In Meyer, Transferee v. Commissioner, T.C. Memo. 2024-15 (2/5/24), TC Dkt Entry # 44, here, TN here, and GS here, the Court denied the petitioner’s motion for summary judgment in a transferee liability case. The petitioner argued that (i) the statute of limitations for the IRS’s transferee liability claim was not timely under the statute of limitations, (ii) collateral estoppel precluded the IRS claim, and (iii) judicial estoppel precluded the IRS claim. The estoppel claims denials are straightforward. I focus here on the first claim about the statute of limitations.
The underlying transaction at issue was a typical Midco abusive tax shelter transaction (I have often called abusive tax shelter transactions bullshit tax shelters). I assume readers are familiar with Midco transactions. An example with a good discussion is in Tax Court (Judge Lauber) Rejects Shareholders' Attempts to Reduce Transferee Liability (Federal Tax Procedure 2/10/22). I will offer a high level overview of the Midco transactions (which have variants but with common result of an empty corporation with a very large tax liability). A Midco transaction involves a third party purchasing, directly or indirectly, stock of a corporation with very large built-in gain from shareholders for a price exceeding what they would obtain if the corporation sold the assets and distributed the cash. After the purchase, the buyer sells the assets and enters an abusive tax shelter transaction (such as the Son-of-Boss involved in this case) to supposedly offset the gain, and then strips out to assets (mostly cash) to leave the corporation empty when the IRS audits and disallows the tax shelter transaction. The supposed tax “savings” is shared by the shareholders (through the purchase price) and the promoters, leaving the IRS (and the country’s taxpayers) holding the bag in the empty corporation. Remember for the balance of this discussion that all of this hinges on the fraudulent Son-of-Boss transaction. In other words, the initial corporate transferor with the unpaid tax liability engaged in fraudulent reporting.
In Meyer, Transferee, the IRS asserted transferee liability under § 6901 by treating the corporate-level transactions as including a deemed transfer to the petitioner as transferee (rather than as a seller of the stock to a third party). For an initial transferee, such as the petitioner, the statute of limitations for transferee liability does not expire until one year “after the expiration of the period of limitation for assessment against the transferor.” § 6901(c)(1).
As posited by the Court, the first step is to establish when the statute of limitations expired on the deemed transferor—the sold corporation engaging in the Son-of-Boss transaction and fraudulently reporting the transaction to zero out the gain on the return. Normally, the limitations period is 3 years. And, the Court worked on the assumption that the 3-year period would have applied and counted certain other extensions or suspensions that extended the corporate transferor’s limitations period. The Court’s analysis is fairly straightforward, so I won’t rehash that here.

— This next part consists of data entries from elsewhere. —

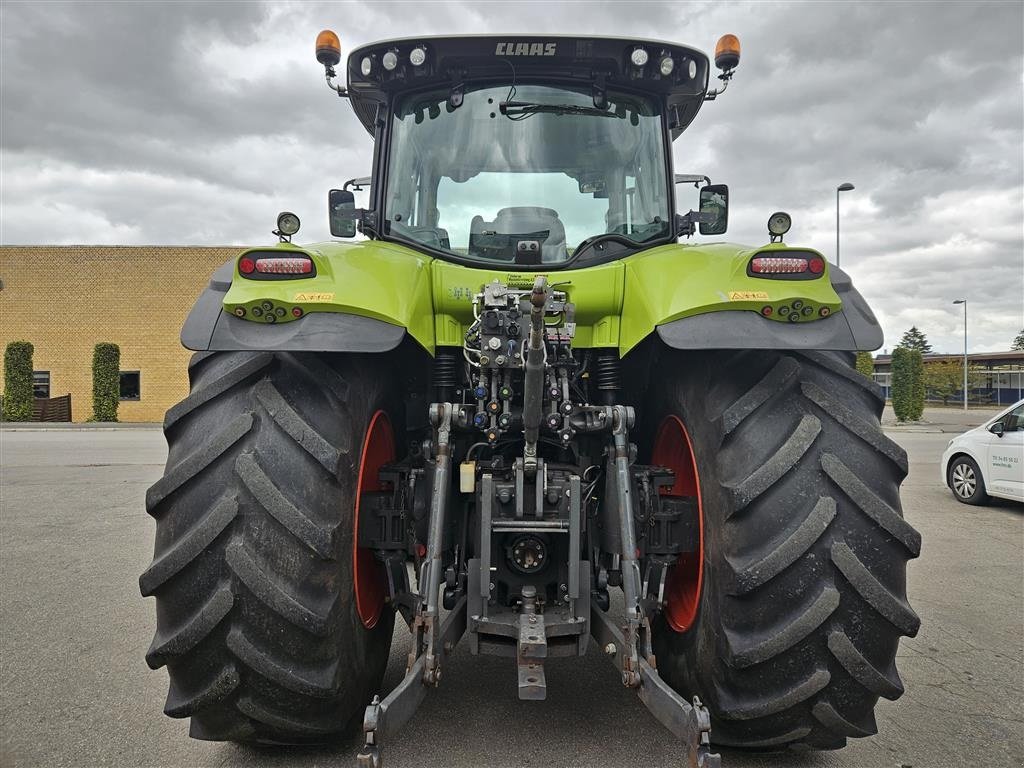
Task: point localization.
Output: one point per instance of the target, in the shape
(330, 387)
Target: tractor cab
(524, 153)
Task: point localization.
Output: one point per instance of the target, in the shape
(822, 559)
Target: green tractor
(520, 413)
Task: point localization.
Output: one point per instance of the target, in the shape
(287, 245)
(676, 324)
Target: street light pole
(845, 186)
(964, 302)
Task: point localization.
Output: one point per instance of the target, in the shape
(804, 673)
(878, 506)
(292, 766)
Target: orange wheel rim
(368, 573)
(682, 589)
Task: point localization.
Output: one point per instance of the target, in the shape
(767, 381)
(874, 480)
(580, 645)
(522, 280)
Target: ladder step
(531, 683)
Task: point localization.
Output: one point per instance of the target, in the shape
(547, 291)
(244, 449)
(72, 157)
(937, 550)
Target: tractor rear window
(527, 185)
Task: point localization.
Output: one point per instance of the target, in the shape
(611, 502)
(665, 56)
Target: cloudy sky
(195, 123)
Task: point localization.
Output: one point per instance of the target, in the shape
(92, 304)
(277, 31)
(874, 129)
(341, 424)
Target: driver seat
(523, 220)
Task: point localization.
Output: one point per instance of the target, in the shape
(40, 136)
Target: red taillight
(777, 265)
(287, 265)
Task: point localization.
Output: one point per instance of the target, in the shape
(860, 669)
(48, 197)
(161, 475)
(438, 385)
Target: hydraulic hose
(532, 392)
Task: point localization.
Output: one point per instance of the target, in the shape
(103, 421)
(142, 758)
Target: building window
(41, 383)
(130, 387)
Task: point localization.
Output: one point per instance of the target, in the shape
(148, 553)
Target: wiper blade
(517, 110)
(597, 240)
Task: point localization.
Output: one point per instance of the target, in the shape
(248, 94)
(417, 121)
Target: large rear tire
(803, 586)
(256, 616)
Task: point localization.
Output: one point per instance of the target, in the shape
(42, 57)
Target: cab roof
(463, 61)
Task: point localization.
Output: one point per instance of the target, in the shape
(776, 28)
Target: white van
(988, 460)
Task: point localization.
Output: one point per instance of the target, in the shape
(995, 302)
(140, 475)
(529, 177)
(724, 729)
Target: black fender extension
(852, 329)
(208, 327)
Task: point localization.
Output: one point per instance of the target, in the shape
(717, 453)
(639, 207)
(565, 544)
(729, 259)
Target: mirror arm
(368, 222)
(686, 223)
(725, 77)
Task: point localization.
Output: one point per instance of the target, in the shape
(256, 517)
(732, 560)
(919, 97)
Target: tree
(105, 382)
(907, 384)
(914, 339)
(918, 375)
(17, 397)
(865, 365)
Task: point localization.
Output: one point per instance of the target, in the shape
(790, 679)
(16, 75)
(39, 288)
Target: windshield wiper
(597, 240)
(519, 110)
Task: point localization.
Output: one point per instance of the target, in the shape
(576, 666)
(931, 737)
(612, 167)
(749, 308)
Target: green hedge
(17, 397)
(907, 384)
(105, 382)
(865, 365)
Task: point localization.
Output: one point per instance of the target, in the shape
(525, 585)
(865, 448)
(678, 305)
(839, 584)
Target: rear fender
(715, 304)
(365, 297)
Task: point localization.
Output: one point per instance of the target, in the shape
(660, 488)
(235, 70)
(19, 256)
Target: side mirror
(342, 213)
(715, 200)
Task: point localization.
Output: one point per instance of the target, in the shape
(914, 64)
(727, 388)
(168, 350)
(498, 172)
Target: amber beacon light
(727, 52)
(328, 48)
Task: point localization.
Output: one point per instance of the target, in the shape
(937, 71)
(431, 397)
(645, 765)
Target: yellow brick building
(66, 299)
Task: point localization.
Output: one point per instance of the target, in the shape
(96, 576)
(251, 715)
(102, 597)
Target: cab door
(1005, 463)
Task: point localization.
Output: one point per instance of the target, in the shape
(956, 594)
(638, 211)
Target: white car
(988, 460)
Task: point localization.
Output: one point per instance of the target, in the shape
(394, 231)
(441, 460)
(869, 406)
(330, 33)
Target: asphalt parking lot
(75, 689)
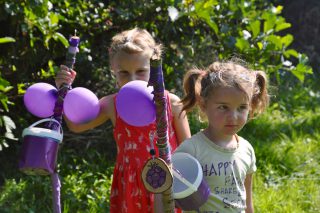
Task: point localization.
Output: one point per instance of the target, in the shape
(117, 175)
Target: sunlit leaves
(7, 40)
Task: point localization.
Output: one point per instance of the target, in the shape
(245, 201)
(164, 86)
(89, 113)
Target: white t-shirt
(225, 171)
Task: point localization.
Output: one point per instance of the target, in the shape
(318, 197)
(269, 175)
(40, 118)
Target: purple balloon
(135, 104)
(81, 105)
(40, 99)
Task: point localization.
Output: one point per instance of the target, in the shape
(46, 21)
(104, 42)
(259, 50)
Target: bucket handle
(178, 175)
(45, 120)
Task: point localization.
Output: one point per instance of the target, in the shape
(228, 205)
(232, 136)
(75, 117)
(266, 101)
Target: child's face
(227, 111)
(129, 67)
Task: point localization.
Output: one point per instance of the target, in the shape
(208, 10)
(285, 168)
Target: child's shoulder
(173, 98)
(245, 142)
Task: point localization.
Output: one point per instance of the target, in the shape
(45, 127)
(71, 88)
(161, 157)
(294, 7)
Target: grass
(287, 147)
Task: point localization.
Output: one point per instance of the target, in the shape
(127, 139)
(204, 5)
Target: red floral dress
(128, 194)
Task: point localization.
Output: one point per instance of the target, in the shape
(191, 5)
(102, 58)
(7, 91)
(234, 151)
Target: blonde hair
(199, 84)
(135, 41)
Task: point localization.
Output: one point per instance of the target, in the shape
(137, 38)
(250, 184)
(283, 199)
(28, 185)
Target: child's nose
(132, 78)
(233, 115)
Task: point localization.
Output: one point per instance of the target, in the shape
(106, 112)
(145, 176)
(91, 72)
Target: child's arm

I question why the worry about the statute of limitations was even necessary. Why would not the corporate transferor’s reporting of that transaction invoke the unlimited statute of limitations in § 6501(c)(1) or (2)? Remember, that the Tax Court recently reaffirmed its holding in Allen v. Commissioner, 128 T.C. 37 (2007) that fraud on the return is sufficient to invoke the unlimited statute of limitations whether or not the taxpayer (here the corporation) committed the fraud. See Tax Court Again Declines to Reconsider Its Holding that the Preparer's Fraud without the Taxpayer's Fraud Invokes Unlimited Statute of Limitations (Federal Tax Procedure Blog 1/25/24), here. With an unlimited corporate statute of limitations, the transferee liability would derivatively be unlimited as well.
If that is right, then it would appear that all Midco transactions involving abuse transactions that involve fraud have unlimited statutes of limitations. I understand that there are some, perhaps many, Midco transactions that escaped because of the wrong focus on the transferor corporation's statute of limitations.
Added 2/6/24 2:30pm:
Of course, even if Allen were incorrectly decided and the taxpayer's fraud is required for the unlimited statute of limitations, the taxpayer in these prototypical transactions was controlled by the promoter of the abusive transaction and thus the taxpayer would have had the relevant fraudulent intent. The IRS should open up all of those cases where the statute of limitations would have otherwise lapsed.